Das geht schon deutlich daraus hervor, daß man sich einerseits mit der Einrichtung einer verfassungsrechtlich gewährleisteten Verwaltungsgerichtsbarkeit der unteren Instanzen Zeit läßt, andererseits aus dem krampfhaften Bemühen, sogar dem Obersten Verwaltungsgericht den Garaus zu machen. Fundamentum regnorum justitia! Dieser Grundsatz scheint auf dem Gebiet des öffentlichen Rechtes bei den èechoslovakischen Staatsbehörden nicht besonders geliebt zu sein. Sonst müßte es doch als, selbstverständlich erscheinen, daß die Organe der Verwaltung wenigstens die Plenarentscheidungen des Obersten Verwaltungsgerichtes in allen analogen Fällen beachten würden, was bekanntlich leider nicht der Fall ist. Namentlich die sprachenrechtlichen Entscheidungen des Obersten Verwaltungsgerichtes haben Anlaß dazu geboten, Sturm gegen dieses Oberste Verwaltungsgericht zu laufen. Gelänge es nun wirklich einmal diesen Oberbürokraten, mit Hilfe einer willfährigen Mehrheit den Wirkungskreis des Obersten Verwaltungsgerichtes auch nur einzuengen, dann wäre damit die Èechoslovakische Republik aus der Reihe der zivilisierten Staaten ausgestoßen und weit hinter den letzten Balkanstaat zurückgeworfen.

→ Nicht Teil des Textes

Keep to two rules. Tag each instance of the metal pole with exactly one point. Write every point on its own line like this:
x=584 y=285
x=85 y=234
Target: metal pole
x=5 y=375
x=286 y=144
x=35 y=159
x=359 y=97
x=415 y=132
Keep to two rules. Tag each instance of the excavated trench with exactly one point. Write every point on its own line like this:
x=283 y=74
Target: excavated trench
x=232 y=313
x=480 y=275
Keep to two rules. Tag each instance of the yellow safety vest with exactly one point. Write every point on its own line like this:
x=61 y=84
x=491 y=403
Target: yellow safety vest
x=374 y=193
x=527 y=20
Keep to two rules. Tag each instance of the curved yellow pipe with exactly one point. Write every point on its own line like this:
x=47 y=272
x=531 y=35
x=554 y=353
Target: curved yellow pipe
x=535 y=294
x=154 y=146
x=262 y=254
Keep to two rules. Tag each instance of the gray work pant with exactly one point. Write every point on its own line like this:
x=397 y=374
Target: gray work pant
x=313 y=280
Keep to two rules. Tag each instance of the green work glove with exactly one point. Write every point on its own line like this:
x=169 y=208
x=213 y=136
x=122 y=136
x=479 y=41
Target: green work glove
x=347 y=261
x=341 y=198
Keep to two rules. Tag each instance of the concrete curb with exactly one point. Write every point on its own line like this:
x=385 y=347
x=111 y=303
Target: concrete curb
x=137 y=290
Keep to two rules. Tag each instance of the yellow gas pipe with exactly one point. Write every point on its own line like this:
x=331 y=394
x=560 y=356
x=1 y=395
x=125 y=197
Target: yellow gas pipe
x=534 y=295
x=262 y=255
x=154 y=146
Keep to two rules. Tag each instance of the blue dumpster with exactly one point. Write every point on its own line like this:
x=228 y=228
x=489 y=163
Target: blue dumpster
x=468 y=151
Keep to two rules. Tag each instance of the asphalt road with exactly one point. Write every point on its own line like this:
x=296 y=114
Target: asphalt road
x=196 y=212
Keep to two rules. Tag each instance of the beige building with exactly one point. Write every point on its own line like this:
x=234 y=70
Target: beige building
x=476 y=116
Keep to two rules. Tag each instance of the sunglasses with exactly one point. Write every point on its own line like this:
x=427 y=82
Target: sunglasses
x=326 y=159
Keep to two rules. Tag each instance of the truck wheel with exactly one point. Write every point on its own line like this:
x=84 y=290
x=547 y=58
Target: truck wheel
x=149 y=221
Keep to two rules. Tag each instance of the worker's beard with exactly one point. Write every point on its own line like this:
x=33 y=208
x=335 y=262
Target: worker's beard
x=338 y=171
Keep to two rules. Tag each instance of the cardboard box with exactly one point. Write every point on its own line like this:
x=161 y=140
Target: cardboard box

Oder rechnen sich es die èechischen Koalitionsleute und mit ihnen vielleicht auch die Neoslaven vom Schlage eines Windirsch zur Ehre an, in solcher Weise die Führung der Kleinen Entente-Genossen zu besorgen, oder glauben sie, so am leichtesten eine Rechtsangleichung mit den übrigen sogenannten slavischen Nationalstaaten ins Werk zu setzen, von der Minister Hodža jüngst so schwärmte? Ich glaube, es wäre viel gescheiter und auch für die Èechen selbst besser, eine nachbarliche Annäherung an die Rechts- und Verwaltungsverhältnisse des Deutschen Reiches zu suchen, statt in südosteuropäische Balkanmethoden zurückzufallen. Die Èechen als westlichste Slaven haben alle Ursache, die vielgeschmähte deutsche Selbstverwaltung wieder an ihren alten angestammten Platz zu setzen. Nur durch die freie Selbstverwaltung und ihren Geist kann der scheindemokratische Absolutismus, der in dieser reaktionären Verwaltungsreform versteckt ist, einmal völlig überwunden werden.

Das scheint auch die Ansicht des Herrn Staatspräsidenten zu sein, der nach Zeitungsmitteilungen gestern in Trebitsch in Mähren auf eine Begrüßungsansprache als Antwort folgendes sagte: "Ich bin ein Freund der Selbstverwaltung; durch die Selbstverwaltung wird die Demokratie vervollkommnet und insbesondere können durch eine entsprechende Regelung" - also entsprechende Regelung! - "der Selbstverwaltung alle Minderheitsprobleme gelöst werden. Durch die Selbstverwaltung nehmen die Bürger an der staatlichen Administrative teil," sagte Präsident Masaryk. "Es liegt an der Bevölkerung," meinte er, "daß sie sich durch ihre politische Reife und politische Bildung erfolgreich an der Staatsverwaltung beteiligen kann. Es versteht sich von selbst, daß die Vorbedingung der Selbstverwaltung die Loyalität zur Republik bildet" usw.